Nokia Corp. (NYSE:NOK) has lost a tax appeal in India. The local tax commissioner rejected Nokia’s appeal against a charge that the company owes the Indian government the equivalent of $369 million in back taxes, triggering what’s likely to be a lengthy legal process.
The tax dispute is over payments made for software supplied by Nokia’s parent company for devices made in India. The Indian government has been cracking down on tax violations in an effort to raise tax revenue, which has fallen due to the country’s slumping economy. Vodafone Group PLC (NASDAQ:VOD) and Royal Dutch Shell (NYSE:RDSB) have also been targeted by the Indian government for unpaid taxes. Tax authorities believe that the payments made by Nokia count as taxable royalties.

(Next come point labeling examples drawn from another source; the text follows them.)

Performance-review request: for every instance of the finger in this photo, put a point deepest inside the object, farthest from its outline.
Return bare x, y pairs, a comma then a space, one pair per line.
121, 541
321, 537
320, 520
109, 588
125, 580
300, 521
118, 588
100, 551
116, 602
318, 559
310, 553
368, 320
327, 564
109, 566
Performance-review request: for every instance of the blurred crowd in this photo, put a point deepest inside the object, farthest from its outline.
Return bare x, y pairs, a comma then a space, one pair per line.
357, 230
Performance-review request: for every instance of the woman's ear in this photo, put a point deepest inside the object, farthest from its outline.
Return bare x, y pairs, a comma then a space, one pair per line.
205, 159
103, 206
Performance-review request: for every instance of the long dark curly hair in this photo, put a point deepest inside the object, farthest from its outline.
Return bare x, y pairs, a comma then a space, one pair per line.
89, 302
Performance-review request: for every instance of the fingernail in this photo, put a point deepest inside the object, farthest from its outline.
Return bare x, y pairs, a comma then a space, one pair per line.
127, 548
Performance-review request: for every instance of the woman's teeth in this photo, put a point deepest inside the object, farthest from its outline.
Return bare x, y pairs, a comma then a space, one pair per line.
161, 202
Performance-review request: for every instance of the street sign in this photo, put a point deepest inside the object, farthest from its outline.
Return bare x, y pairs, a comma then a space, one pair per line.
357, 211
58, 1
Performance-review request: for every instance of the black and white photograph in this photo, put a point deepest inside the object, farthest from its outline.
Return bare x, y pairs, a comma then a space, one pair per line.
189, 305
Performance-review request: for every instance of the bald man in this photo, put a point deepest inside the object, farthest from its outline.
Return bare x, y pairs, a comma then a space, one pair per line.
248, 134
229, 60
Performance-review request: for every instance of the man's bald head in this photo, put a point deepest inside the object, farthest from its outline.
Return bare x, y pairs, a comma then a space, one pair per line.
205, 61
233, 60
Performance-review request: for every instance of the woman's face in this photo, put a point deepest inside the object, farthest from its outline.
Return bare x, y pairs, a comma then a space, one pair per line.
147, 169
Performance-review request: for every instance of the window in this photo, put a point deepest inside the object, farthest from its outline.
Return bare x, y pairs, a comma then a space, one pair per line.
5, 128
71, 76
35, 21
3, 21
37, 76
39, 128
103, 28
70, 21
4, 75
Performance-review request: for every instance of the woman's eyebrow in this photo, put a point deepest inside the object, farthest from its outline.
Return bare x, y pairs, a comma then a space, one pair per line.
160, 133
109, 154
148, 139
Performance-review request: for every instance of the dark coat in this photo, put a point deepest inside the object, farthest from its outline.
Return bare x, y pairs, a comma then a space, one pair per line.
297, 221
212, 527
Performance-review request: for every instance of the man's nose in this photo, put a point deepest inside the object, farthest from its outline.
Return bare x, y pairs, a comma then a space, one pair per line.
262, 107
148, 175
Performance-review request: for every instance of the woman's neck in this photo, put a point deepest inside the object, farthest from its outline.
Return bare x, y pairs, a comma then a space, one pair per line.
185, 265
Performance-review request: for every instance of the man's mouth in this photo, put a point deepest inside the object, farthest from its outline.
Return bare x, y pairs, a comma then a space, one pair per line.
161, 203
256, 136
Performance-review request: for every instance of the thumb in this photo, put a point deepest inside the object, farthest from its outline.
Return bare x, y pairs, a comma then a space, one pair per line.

Indian authorities raided Nokia’s factory located in Chennai back in January. In March, Indian officials gave the company a bill for taxes that hadn’t been paid since 2006. Now that the appeal has been rejected, a tax officer will provide Nokia with notice and will likely demand payment within 30 days.
Nokia has said that its examining its options in regards to the case, including the possibility of appealing the claim again. Nokia claims that it cooperates fully with Indian tax authorities and believes that the charges being filed against it are unwarranted.
Nokia also faces another, unrelated Indian tax investigation. In this dispute, tax officials are claiming that Nokia wrongfully claimed an exemption on software exports and so owes an additional $38 million to the Indian government in back taxes. There is a 12 percent service tax on software developed and used in India, but no tax on software that’s exported out of the country, a loophole designed to make India more competitive in the global software market. Tax officials claim that Nokia didn’t pay taxes on software that the company both produced and sold in India.
These legal hang-ups could hamper the Finnish Nokia’s efforts to make a comeback in the global handset market.